However I’ve noticed something unusual (at least I think so), It happens when using fmt and strconv (strconv in example) https://play.golang.org/p/0QF97RPCYB
My guess - I’ve misunderstood something. Perhaps I’m assuming the wrong max and min values. Or perhaps this is expected behaviour and I’m missing something.
If this is expected behaviour, why is it does strconv/fmt do this
Is there a way to change the func asString(f float) so that it works (works = nothing is printed because all strings match)?
Make sure you provide a way to easily figure out which test failed. Its also nicer when the expected and actual values are lined up so they are easier to compare.
To do this, I moved the comments you had for each test into a description field for the test. I also printed the expected and actual values on separate lines, using tab characters to line them up.
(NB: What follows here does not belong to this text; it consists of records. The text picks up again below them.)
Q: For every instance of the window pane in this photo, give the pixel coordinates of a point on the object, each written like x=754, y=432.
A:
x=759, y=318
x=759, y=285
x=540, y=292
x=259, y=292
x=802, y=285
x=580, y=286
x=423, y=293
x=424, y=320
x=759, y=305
What you are missing is that float64 cannot represent every value. The next value after 9007199254740992 is 9007199254740994, not 9007199254740993. Use math.Nextafter to figure this out.
All of your failure cases make this same mistake (the number you specify can’t be represented exactly by float64). strconv.FormatFloat is behaving as specified:
The special precision -1 uses the smallest number of digits necessary such that ParseFloat will return f exactly.
So the highest number in Go I can reliably transform into a string is 9007199254740992?
And anything over 17 digits also cannot reliably be transformed into a string?
Or is there another numeric type I could consider - from the looks of the docs there’s not. https://golang.org/ref/spec#Numeric_types
I don’t have a use case for this - just interested
According to wikipedia, 15 digits is the safe number (with a decimal between any of them or without a decimal). With FormatFloat this assumes there are no trailing zeros after the decimal.
Great. Thanks for the response. I’ve marked as solved now.
I don’t think math.big removes same issue seen with Float64 when converting to string (https://play.golang.org/p/AapyD4vxTC) - it seems that there is a cap of 9007199254740992 on out the box numeric types printing as a sting without exponent in Go. However a few of the linked arbitrary precision decimal packages might.
FWIW, this restriction is not specific to Go. The floating-point format IEEE 754 is a universal format and used across programming languages and even directly supported by hardware.